Re:The Russian mafia

[21mhz]

The counterparts of many American geeks in Russia couldn't find a well paying job
Yeah, cry me a river. At least in major sities, this is not the case. The definition of "well paying" may vary, but we're talking about Russian standards here. It's more like the employers can't find adequate geeks to man the jobs.
In small shitholes, it can be tougher (what country has it the other way?). But nothing really prevents people from moving anymore.
The bottom line is: these people have deliberately chosen to be scumbags.

Re:There is a fundamental problem with email

[radja]

it's not about individuals we dont want to hear. it's about artificial entities we dont want to hear. people merely want what they also have in the offline world: commercial messages should be regulated. ads on tv are regulated. ads in newspapers are regulated. bulk snailmail is regulated.

be aware that commercial messages by companies do not fall under freedom of speech (or at least not in my country. freedom of speech is only for people.)

Re:My new spam fighting techniques.

[Zocalo]

I'm not too sure what the original poster is doing from the description, but I reject some connections based on HELO/EHLO too, so I can tell you how what I do works. But firstly, since you say that you don't know the details of SMTP, let's clarify what HELO/EHLO do:

When host connects to an SMTP server in order to send it an email, it will receive a banner back which may include the string "ESMTP". If it does then the remote SMTP server supports an enhanced version of SMTP with additional features, "ESMTP". If the host also understands ESMTP, then it should respond with an "EHLO" command. If the host does not understand ESMTP, or the string is not present in the banner, then the host will respond with the "HELO" command defined in the original SMTP RFC to use the simpler set of SMTP commands.

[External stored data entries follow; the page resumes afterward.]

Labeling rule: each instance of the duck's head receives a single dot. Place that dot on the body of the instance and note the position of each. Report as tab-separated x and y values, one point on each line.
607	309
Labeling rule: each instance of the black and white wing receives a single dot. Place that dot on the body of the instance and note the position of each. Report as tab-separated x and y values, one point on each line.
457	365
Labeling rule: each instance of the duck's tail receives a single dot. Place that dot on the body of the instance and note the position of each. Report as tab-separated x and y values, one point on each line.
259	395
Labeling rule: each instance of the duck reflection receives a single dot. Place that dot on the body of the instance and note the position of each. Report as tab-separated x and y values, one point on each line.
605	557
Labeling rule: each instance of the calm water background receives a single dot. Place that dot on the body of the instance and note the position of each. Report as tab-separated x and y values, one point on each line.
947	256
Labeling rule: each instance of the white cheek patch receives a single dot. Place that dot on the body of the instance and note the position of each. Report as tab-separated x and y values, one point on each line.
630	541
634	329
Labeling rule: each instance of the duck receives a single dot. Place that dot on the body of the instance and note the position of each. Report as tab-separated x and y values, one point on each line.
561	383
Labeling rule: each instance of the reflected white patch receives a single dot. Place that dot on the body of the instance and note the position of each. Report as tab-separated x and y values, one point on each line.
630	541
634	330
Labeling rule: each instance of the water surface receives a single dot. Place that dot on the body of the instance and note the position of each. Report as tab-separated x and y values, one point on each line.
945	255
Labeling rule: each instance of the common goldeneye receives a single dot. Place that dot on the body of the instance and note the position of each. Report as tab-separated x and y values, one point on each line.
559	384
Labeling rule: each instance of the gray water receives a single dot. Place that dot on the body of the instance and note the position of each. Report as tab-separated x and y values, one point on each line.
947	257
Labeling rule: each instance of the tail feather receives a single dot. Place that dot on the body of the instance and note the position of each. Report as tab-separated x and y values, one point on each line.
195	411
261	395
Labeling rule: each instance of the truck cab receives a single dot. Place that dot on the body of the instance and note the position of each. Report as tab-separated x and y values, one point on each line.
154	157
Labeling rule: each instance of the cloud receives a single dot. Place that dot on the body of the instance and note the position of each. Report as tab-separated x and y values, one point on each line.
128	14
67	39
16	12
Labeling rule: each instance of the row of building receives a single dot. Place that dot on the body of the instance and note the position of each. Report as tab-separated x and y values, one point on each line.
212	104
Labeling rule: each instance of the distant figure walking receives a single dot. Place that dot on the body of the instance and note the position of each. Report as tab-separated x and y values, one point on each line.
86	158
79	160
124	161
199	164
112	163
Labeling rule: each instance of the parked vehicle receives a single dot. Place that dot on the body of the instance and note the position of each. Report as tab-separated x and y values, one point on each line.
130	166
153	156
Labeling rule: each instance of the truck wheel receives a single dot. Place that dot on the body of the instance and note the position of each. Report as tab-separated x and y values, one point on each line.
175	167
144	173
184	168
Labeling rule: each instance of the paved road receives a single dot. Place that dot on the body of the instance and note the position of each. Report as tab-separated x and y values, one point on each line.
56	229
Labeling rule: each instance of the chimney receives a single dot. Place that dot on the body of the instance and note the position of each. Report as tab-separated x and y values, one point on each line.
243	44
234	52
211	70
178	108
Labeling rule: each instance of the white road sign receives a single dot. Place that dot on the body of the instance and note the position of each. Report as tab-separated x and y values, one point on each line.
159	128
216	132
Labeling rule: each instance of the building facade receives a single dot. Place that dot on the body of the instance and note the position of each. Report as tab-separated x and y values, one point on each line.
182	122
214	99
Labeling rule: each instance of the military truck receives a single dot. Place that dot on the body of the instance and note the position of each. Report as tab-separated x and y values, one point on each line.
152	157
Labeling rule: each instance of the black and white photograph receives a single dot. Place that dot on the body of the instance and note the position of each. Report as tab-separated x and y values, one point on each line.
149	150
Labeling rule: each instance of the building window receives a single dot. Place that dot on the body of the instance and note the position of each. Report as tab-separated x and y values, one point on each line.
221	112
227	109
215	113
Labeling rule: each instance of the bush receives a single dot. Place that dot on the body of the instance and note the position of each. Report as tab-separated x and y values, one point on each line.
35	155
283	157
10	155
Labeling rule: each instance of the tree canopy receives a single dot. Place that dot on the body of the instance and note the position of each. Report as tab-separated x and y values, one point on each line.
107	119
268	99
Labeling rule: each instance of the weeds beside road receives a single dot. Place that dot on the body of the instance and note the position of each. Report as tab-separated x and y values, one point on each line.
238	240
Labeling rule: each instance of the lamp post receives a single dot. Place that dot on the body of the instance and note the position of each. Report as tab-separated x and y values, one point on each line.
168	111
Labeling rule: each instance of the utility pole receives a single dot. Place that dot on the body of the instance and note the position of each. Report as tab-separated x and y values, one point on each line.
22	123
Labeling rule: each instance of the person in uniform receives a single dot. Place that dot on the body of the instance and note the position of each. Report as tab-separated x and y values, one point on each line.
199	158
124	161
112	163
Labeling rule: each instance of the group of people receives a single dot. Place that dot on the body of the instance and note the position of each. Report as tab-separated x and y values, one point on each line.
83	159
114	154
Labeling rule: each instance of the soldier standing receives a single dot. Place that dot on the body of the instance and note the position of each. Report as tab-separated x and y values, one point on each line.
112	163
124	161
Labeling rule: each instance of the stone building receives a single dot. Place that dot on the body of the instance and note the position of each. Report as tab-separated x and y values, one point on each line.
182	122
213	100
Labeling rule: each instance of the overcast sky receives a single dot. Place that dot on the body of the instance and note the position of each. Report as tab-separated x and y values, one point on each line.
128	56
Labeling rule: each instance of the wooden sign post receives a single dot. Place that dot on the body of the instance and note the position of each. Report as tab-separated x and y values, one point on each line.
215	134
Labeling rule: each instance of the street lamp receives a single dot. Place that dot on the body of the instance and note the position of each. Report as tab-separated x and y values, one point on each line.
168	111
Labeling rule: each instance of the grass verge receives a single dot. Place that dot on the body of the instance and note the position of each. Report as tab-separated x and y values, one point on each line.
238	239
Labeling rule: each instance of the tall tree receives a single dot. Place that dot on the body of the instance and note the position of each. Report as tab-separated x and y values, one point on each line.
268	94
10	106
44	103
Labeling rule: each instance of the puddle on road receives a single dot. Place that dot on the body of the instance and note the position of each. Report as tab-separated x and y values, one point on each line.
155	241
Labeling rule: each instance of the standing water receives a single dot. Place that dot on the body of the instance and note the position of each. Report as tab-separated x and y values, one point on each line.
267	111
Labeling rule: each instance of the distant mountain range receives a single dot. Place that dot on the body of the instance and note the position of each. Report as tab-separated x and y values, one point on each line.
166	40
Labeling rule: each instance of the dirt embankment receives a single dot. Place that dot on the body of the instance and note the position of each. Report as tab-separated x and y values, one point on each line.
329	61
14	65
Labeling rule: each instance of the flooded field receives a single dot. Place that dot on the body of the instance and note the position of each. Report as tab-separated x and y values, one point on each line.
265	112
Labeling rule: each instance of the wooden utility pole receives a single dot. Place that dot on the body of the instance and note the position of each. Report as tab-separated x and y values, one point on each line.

In either case, "HELO" or "EHLO", the host should also tell the server its host name, viz:

EHLO host.company.com

Ideally, "host.company.com" will also have a valid reverse DNS record which will match the IP connecting to the SMTP server. However, the SMTP RFCs do not actually *require* that this is the case, nor for that matter that the hostname is provided at all. Frequently the hostname will be given, but will not be a valid fully qualified domain name on the Internet. So, depending on how draconian you want to be, there are a number of options for rejecting the connection before any data is sent:

• No hostname after HELO/EHLO
• Hostname given is just a host, not an FQDN
• Host domain name given does not appear to exist in DNS
• FQDN given does not have RDNS record
• FQDN given has RDNS record, but it does not match the IP connected

Using any or all of those will certainly reduce your spam intake, but may also cause legitimate email to be rejected, as usual YMMV as to how much. One thing to watch for if considering this though is that a *lot* of legitimate Windows boxes, including some operated by ISPs, seem to have been configured so that they provide their NetBIOS name when they HELO/EHLO, all but the first check listed above would refuse the conection from such a server.

Comment removed

[account_deleted]

Comment removed based on user account deletion

Re:The Russian mafia

[drgonzo59]

I will have to disagree with you. It is not always true that in even in the major cities you can find computer related jobs. Sure you can clean the street or even work as a waiter, but I was talking about computer jobs, anything hardware or software. There are some very good software firms in Russia and ex-Soviet republics but computers are still not as pervasive as they are in US or Western Europe. That is another reason why so many of them leave and I am one of them. And as far as nothing preventing people from moving, you forgot, we are talking about Eastern Europe here, you can't just pack your bags and move to America or Europe, you gotta go through a lot to get a visa and be allowed to come in those other countries.